The conference keynote speaker is, of course, Hungarian Prime Minister Viktor Orbán, whose hardline populism ( anti-immigrant, anti-Semite, and anti-LGBTQ stances) and skillful bending of judicial and press freedoms excites Trump-wing conservatives, but makes Hungary the only European Union member that democracy watchdog Freedom House declines to rate as “free.” As democracy backslides, the EU also recently moved to deny Hungary some $44 billion in bloc funding on grounds of corruption and rule-of-law violations. Meanwhile, former President Donald Trump has been offering Orbán “Complete and Total Endorsement!”, while Fox News host Tucker Carlson warmly touts the “lessons for the rest of us” on display in Orbán’s Hungary. Carlson will be Zooming in to CPAC Budapest 2022.
Hungary matters because, unlike Russia, China, Brazil, and other democracy-autocracy fronts, the country is not only a member of the EU, but also NATO. Today, Orbán’s closeness with Vladimir Putin complicates the Western response to Russia’s war on Ukraine. Tomorrow, Hungary could be a dangerous Trojan horse for autocratic populism, strategic misinformation, and QAnon politics into the multilateral and democratic institutions that have held Europe together since World War II. Indeed, some experts view the CPAC conference itself as a “security threat.”
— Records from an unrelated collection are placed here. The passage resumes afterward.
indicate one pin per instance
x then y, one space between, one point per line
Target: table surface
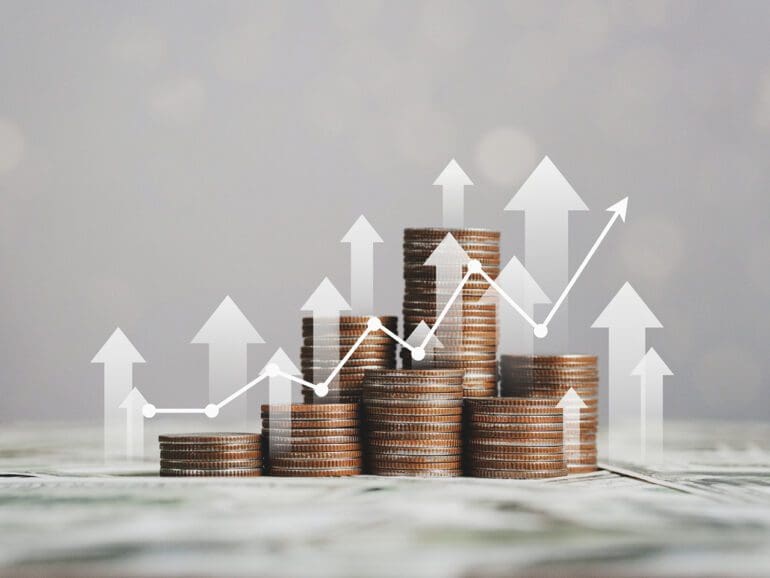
705 511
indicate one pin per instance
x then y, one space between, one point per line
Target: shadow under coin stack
210 455
468 336
321 353
514 438
305 440
413 422
551 376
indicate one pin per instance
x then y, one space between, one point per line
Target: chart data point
211 410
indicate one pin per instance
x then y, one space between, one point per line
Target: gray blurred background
155 157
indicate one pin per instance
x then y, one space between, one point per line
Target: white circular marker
211 410
272 369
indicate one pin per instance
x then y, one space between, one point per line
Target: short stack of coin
551 376
312 440
468 335
377 351
517 438
413 422
210 455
The absence of a sitting ambassador is a small, but nevertheless telling self-inflicted wound. Ambassadors are the president’s — and America’s — megaphone in foreign countries. They are a constant, local presence, more potent and respected than ad hoc jet-in visits by Vice President Kamala Harris, Secretary of State Antony Blinken, Defense Lloyd Secretary Austin, House Speaker Nancy Pelosi, or First Lady Jill Biden.
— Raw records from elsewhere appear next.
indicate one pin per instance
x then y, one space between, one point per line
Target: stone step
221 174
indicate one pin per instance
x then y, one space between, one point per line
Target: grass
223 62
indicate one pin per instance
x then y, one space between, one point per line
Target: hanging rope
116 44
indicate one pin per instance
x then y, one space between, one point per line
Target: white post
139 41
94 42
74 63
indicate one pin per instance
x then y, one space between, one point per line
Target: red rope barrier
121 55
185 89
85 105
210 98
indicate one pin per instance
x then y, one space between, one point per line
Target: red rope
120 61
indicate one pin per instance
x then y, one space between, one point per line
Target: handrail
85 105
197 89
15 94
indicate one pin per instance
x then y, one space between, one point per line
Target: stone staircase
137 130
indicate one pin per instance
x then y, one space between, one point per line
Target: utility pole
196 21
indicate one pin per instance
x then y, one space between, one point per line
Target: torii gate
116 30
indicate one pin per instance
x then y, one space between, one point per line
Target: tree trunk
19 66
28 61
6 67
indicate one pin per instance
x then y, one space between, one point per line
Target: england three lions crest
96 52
Previous presidents understood the signaling importance of ambassadors. President Donald Trump sent to Hungary businessman David Cornstein, a New York City jewelry magnate who lavished praise (and a party) on Orbán in a style reminiscent of his boss. Trump’s ambassador to Germany, Richard Grenell, was likewise viewed as a strategic button-pusher of Chancellor Angela Merkel’s government, and President Barack Obama’s Vietnam selection of Ted Osius, a married gay man, bolstered changes to that country’s same-sex marriage laws.
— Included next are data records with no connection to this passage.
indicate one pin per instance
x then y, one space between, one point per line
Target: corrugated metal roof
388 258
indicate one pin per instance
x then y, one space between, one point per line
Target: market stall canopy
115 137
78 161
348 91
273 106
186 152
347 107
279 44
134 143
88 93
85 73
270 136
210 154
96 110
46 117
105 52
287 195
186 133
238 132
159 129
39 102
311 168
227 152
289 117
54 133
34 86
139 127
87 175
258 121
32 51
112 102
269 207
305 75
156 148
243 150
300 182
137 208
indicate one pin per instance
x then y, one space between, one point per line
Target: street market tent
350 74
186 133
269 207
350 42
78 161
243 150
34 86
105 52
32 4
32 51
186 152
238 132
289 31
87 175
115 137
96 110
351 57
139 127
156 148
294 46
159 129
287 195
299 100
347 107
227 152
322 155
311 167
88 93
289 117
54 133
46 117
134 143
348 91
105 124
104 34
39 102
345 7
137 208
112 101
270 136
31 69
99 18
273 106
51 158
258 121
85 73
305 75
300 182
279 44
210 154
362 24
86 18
For Biden, then, the job is to be represented by the anti-Orbán: an advocate — in character and/or deed — for the democratic values and civil and human rights protections the administration says it wants to uphold. While the nominee for the post, David Pressman, promises to embody many of those traits, his announcement is way too late in coming. The process of vetting, nominating, and confirming U.S. ambassadors is, to be sure, a notoriously slow one, no matter the party or personality in charge. The Biden administration is no exception, with over 50 ambassadorships to foreign countries currently vacant and nearly half of those, like Hungary, lacking even a nominee. But there are few parts of the world more critically in need of Biden’s – and America’s – spokesman right now than Hungary.
And that, perhaps, is the crux. The administration might not be able to do much about domestic Hungarian politics, and foreign policy is always a complex congressional game. But when it comes to underscoring American leadership in the war of democracy versus autocracy, there is no excuse for the delay in sending an ambassador to Hungary.